Le 28 mai 2014, la Commission avait présenté sa stratégie pour la sécurité énergétique de l'UE qui visait à répondre à la dépendance de l'UE vis-à-vis des importations, notamment russes et compte tenu des incertitudes suscitées par la crise ukrainienne. Détaillée dans une communication, cette stratégie est axée sur la diversification des sources d'approvisionnement extérieures en énergie, la modernisation de l'infrastructure énergétique, l'achèvement du marché intérieur de l'énergie de l'UE et les économies d'énergie. Elle a par ailleurs été saluée par les chefs d’Etat et de gouvernement réunis en Conseil européen le 27 juin 2014.
Au Parlement européen, la commission de l’industrie, de la recherche et de l’énergie (ITRE) avait de son côté adopté le projet de résolution préparé par le rapporteur Algirdas Saudargas le 7 mai 2015 à une large majorité (42 voix pour, 13 contre et 4 abstentions).
Lors du vote serré du 10 juin, la plénière du Parlement européen n’aura donc pas suivi l’avis de sa commission compétente au fond. "Nous ne pouvons que regretter qu'il n'y ait pas suffisamment de volonté politique d'avoir une stratégie pour la sécurité énergétique de l'UE. Cela montre aussi que la route pour créer l'Union de l'énergie sera longue et difficile", a déploré le rapporteur Saudargas à l’issue du vote, selon des propos que rapporte l’Agence Europe dans son bulletin quotidien daté du 11 juin 2015.
Cet échec serait dû principalement à une absence d’entente entre les principaux partis du Parlement qui forment la grande coalition (PPE, S&D, ALDE).
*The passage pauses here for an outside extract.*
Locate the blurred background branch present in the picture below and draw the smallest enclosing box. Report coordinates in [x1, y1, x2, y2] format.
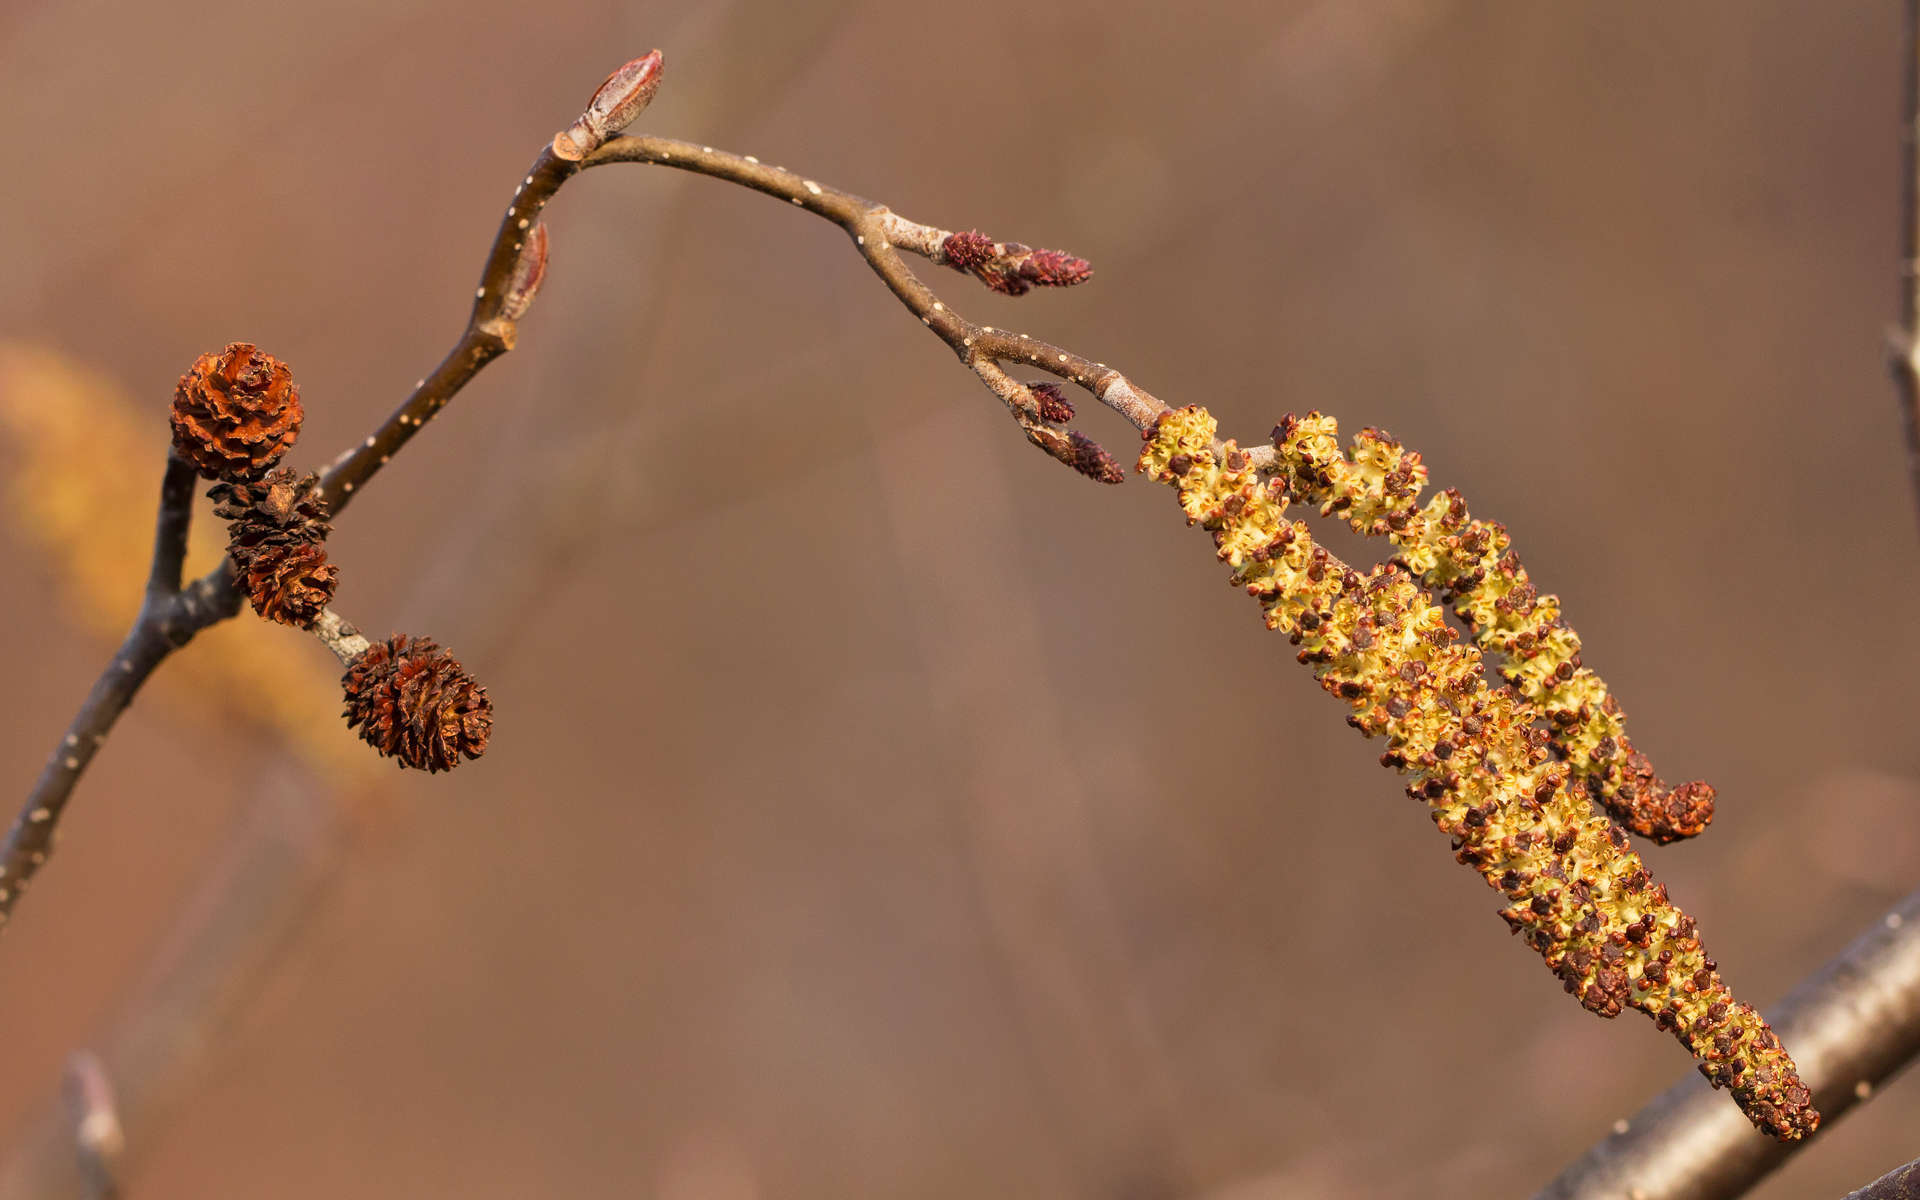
[1538, 889, 1920, 1199]
[1846, 1152, 1920, 1200]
En effet, si les groupes ALDE et S&D ont voté en faveur de la résolution, le rapporteur PPE n’a été soutenu que par 42 députés de son groupe, puisque 166 parmi les 208 députés du PPE votants ont voté contre (73) son rapport ou se sont abstenus (93), le groupe n’ayant pas réussi à définir une position commune pour le vote final. Les groupes de l’ECR, de la GUE/NGL, des Verts/ALE, de l’EFDD, et les non-inscrits ont voté contre la résolution.
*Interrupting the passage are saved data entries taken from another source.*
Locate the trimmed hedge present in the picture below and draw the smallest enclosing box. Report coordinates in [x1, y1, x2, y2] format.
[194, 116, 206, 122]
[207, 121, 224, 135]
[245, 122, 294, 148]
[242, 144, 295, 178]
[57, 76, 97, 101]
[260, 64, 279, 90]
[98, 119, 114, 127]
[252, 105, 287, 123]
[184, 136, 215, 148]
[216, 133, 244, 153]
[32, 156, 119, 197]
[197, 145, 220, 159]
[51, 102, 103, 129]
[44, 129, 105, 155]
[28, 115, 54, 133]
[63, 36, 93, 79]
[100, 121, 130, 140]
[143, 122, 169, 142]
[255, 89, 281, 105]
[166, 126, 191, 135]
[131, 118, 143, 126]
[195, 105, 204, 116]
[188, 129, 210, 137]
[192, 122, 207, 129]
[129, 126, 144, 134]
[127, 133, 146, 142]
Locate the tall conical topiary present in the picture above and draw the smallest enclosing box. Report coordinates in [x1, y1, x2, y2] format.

L’Agence Europe, qui cite "une source proche du dossier", indique que l'adoption d’un amendement déposé par les groupes S&D, Verts/ALE et EFDD qui demandait un moratoire sur l'exploitation du gaz de schiste en Europe serait une des raisons pour lesquelles la majeure partie du PPE a voté contre le rapport. Par ailleurs, poursuit l’Agence, une grande partie des députés du groupe PPE n'aurait pas soutenu la réaffirmation, dans un amendement adopté par 354 voix pour, 337 contre et 8 abstentions grâce aux voix des S&D, de l’ALDE, des Verts/ALE et de la GUE/NGL et rejeté massivement par le PPE, de la position du Parlement en faveur d'objectifs contraignants à l'horizon 2030 pour la réduction des émissions de CO2, la part des énergies renouvelables dans le bouquet énergétique de l'UE et l'amélioration de l'efficacité énergétique.
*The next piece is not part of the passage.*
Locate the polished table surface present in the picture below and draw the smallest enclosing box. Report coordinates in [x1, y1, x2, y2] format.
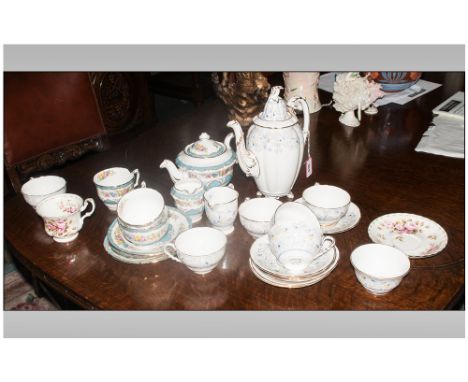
[5, 73, 465, 310]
Pour ce qui est du groupe des Verts/ALE, le choix de voter contre le rapport serait dû au refus d’un amendement porté par les écologistes en vue d’éliminer progressivement les subventions publiques accordées à la production nucléaire. Soutenu par la GUE/NGL, une petite majorité du groupe socialiste et une minorité du groupe libéral, l’amendement a en effet été rejeté en n’obtenant que 248 votes en sa faveur contre 419 votes à son encontre. Autre raison du rejet : les Verts/ALE et l’EFDD jugeaient le rapport trop concentré sur les combustibles fossiles.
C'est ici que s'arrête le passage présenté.